Adversarial Robustness in Two-Stage Learning-to-Defer: Algorithms and Guarantees
This addresses security risks in multi-agent decision-making systems, though it is an incremental advance focusing on adversarial robustness in an existing L2D framework.
The paper tackles the vulnerability of two-stage Learning-to-Defer (L2D) systems to adversarial perturbations that manipulate query allocation, introducing novel attack strategies and proposing SARD, a convex learning algorithm with theoretical guarantees. Empirical results show SARD significantly improves robustness under attacks while maintaining strong clean performance.

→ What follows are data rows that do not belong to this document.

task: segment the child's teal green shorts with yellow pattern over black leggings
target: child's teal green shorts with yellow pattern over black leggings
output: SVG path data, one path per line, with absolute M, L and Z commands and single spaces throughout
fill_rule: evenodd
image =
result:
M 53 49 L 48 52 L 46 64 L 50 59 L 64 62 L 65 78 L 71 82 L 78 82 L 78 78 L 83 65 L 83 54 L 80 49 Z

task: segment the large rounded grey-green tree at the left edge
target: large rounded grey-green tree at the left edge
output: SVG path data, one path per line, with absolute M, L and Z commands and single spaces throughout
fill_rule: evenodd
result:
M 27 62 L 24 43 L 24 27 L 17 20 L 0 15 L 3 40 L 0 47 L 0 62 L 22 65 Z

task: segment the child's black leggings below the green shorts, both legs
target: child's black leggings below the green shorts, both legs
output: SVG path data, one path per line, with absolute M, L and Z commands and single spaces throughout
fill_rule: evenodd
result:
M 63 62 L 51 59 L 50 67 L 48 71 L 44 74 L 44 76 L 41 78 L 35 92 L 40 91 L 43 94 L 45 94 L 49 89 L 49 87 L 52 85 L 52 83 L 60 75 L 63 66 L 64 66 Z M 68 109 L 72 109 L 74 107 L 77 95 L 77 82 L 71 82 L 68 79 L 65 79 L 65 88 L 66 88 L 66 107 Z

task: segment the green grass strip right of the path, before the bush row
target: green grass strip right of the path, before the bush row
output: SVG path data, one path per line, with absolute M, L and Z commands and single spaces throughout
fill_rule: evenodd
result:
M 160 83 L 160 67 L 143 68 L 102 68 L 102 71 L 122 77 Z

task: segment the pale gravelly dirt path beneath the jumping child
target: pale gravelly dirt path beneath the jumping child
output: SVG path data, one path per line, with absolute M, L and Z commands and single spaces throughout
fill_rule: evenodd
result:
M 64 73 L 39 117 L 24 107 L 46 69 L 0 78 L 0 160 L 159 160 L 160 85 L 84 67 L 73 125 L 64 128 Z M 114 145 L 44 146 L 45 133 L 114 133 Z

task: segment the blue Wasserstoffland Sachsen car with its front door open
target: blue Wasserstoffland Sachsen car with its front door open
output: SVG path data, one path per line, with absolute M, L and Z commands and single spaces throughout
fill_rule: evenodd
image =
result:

Two-stage Learning-to-Defer (L2D) enables optimal task delegation by assigning each input to either a fixed main model or one of several offline experts, supporting reliable decision-making in complex, multi-agent environments. However, existing L2D frameworks assume clean inputs and are vulnerable to adversarial perturbations that can manipulate query allocation--causing costly misrouting or expert overload. We present the first comprehensive study of adversarial robustness in two-stage L2D systems. We introduce two novel attack strategie--untargeted and targeted--which respectively disrupt optimal allocations or force queries to specific agents. To defend against such threats, we propose SARD, a convex learning algorithm built on a family of surrogate losses that are provably Bayes-consistent and $(\mathcal{R}, \mathcal{G})$-consistent. These guarantees hold across classification, regression, and multi-task settings. Empirical results demonstrate that SARD significantly improves robustness under adversarial attacks while maintaining strong clean performance, marking a critical step toward secure and trustworthy L2D deployment.